While the old adage ‘location, location, location’ is still of primary importance in a company’s search for office space, there is an increasing focus on technology as a key consideration a business must factor in when choosing where to base itself.
One of the biggest issues facing companies in London is poor internet connection, with both businesses and politicians calling for better connectivity for the business community; one MP suggested that it would be quicker to send a carrier pigeon than to email a large, high-quality file.
Contrary to popular belief, this problem is not unique to Tech City - internet speed and reliability are crucial for almost all modern-day businesses.
There are additional hurdles for businesses to overcome when it comes to technology, including lengthy installation delays, high fees or even months of costly hold-ups when moving to new offices, followed by waiting for a wayleave for the internet service provider (ISP) to install a fibre cable. It is often neither the fault of the landlord nor the ISP - many businesses are simply not aware of the significant costs and logistical challenges associated with installing broadband in a heavily built-up area.
There are multiple stages to the process, including on-site visits, planning permits, digging up roads and eventually the installation itself. The recent government initiative granting £3,000 for small businesses to cover the cost of installing broadband goes some way to reduce the associated fees, but in no way speeds things up.
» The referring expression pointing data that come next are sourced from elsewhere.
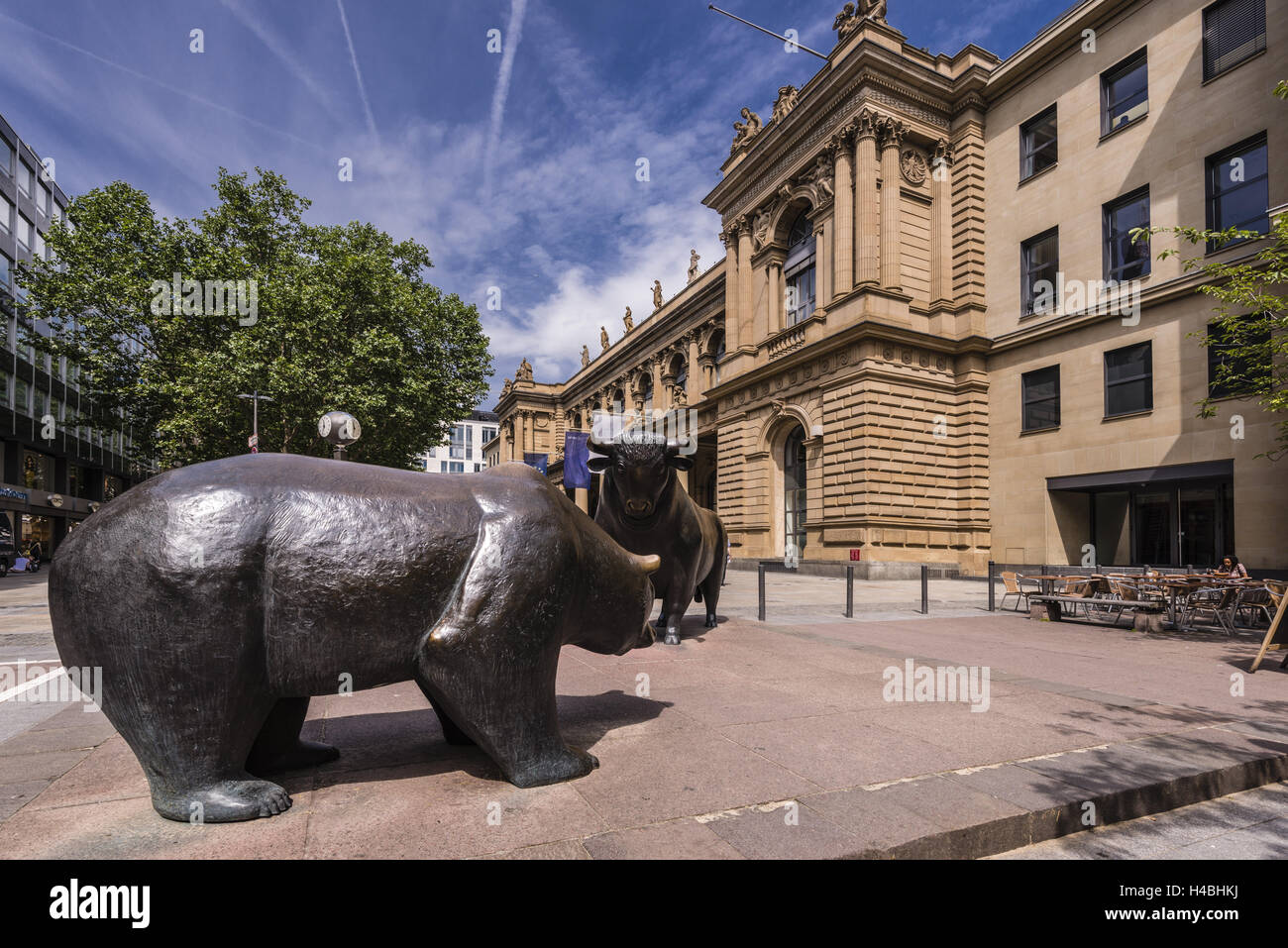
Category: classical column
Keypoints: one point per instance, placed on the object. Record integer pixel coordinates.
(520, 434)
(941, 223)
(655, 371)
(695, 386)
(892, 137)
(842, 237)
(733, 301)
(866, 201)
(774, 274)
(823, 252)
(734, 334)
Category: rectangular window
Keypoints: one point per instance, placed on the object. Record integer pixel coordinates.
(1237, 359)
(1237, 188)
(462, 441)
(1125, 93)
(1125, 258)
(1129, 380)
(1041, 394)
(1037, 143)
(1233, 31)
(1039, 260)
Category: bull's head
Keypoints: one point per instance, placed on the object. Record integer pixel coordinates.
(639, 469)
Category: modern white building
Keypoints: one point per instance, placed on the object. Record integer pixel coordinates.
(464, 453)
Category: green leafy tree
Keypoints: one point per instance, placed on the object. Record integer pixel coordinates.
(1250, 316)
(329, 317)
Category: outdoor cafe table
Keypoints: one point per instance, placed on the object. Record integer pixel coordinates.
(1175, 584)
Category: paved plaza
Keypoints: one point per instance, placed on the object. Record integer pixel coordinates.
(785, 738)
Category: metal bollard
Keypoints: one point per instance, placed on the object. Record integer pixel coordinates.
(761, 592)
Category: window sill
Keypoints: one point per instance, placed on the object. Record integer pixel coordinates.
(1132, 124)
(1234, 245)
(1127, 415)
(1037, 174)
(1228, 69)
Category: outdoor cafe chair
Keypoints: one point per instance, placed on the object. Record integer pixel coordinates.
(1254, 601)
(1212, 603)
(1012, 582)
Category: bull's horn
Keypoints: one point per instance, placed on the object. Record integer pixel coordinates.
(649, 563)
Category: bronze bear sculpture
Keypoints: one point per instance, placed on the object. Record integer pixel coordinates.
(218, 597)
(643, 507)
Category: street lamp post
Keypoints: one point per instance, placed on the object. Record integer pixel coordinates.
(256, 399)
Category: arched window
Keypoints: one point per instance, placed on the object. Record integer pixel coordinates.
(794, 492)
(799, 270)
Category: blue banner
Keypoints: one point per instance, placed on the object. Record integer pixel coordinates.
(576, 454)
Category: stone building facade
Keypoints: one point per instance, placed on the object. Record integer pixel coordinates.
(854, 360)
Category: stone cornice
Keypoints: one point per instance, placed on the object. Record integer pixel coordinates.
(765, 165)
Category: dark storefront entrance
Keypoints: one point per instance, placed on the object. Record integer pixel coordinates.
(1172, 515)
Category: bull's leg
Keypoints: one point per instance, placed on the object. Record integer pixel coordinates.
(677, 603)
(505, 702)
(451, 730)
(711, 592)
(279, 747)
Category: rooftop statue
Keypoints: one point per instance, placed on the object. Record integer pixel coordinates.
(746, 130)
(786, 102)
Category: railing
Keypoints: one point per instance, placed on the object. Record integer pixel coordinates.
(789, 340)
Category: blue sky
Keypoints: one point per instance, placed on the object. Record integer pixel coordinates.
(516, 168)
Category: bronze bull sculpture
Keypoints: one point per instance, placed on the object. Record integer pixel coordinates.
(643, 507)
(218, 597)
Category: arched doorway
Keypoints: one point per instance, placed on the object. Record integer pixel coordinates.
(794, 492)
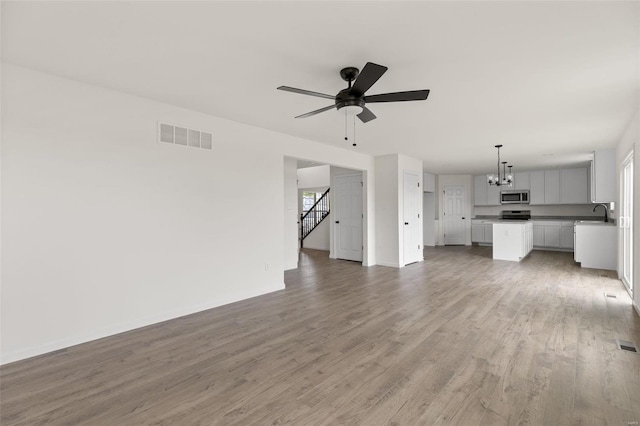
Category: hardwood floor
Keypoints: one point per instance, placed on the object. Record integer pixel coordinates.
(457, 339)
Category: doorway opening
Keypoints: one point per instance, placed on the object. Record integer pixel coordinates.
(340, 232)
(454, 214)
(626, 222)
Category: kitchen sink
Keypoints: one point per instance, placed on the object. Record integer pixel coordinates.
(593, 222)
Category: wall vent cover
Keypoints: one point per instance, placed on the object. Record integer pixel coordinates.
(627, 346)
(177, 135)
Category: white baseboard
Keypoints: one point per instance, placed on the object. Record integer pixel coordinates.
(114, 329)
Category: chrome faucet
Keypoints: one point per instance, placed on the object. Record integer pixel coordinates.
(606, 209)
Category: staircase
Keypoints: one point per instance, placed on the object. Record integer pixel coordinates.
(316, 214)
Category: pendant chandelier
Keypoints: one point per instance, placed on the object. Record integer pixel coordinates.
(504, 178)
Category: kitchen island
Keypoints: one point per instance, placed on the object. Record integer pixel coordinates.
(512, 240)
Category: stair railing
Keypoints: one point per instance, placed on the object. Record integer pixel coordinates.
(316, 214)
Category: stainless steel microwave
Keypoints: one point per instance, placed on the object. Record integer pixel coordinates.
(514, 197)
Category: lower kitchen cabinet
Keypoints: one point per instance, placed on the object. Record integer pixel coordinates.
(566, 235)
(481, 232)
(553, 234)
(596, 246)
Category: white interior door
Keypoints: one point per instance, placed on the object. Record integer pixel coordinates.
(347, 214)
(454, 214)
(411, 212)
(626, 223)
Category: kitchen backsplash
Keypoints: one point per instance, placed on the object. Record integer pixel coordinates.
(578, 210)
The problems don’t stop when your broadband is installed; you then have to contend with the ongoing battle for wireless broadband taking place in London’s multi-let offices. With the majority of workers using a computer, as well as a smartphone and often a tablet, the number of devices and apps requiring wireless connectivity is increasing and the wireless broadband in many locations is unable to cope with the demand.
So what can landlords do?
Since 2011, we have seen a 50% year-on-year surge in demand for wireless broadband access, while the number of frequencies on which networks can transmit signals is actually limited to just three viable UK channels. So the first step has to be providing innovative wireless solutions. With the majority of companies relying on high-speed internet on a daily basis and small businesses adopting a more fleet-of-foot approach to office space, the digital infrastructure of a building should be the primary consideration when creating an attractive work space.
Access points need to be smarter and accommodate more traffic; they should collaborate to ensure companies do not compete for bandwidth within a building; and upload and download speeds should be kept at over 100mb.
Landlords must recognise the vital importance of high-quality technology to new and growing companies and, if required, consider entering into strategic partnerships, as Workspace has done with Excell Group, to ensure customers have access to high-speed, reliable and secure, business-grade digital services for the length of their lease.
As more landlords look to increase their competitive advantage by merging cutting-edge ICT technologies for voice, data and mobile into a unified, cost-effective business communications architecture with a scalable pricing model, we may find that companies start to look for ‘location, location, technology’.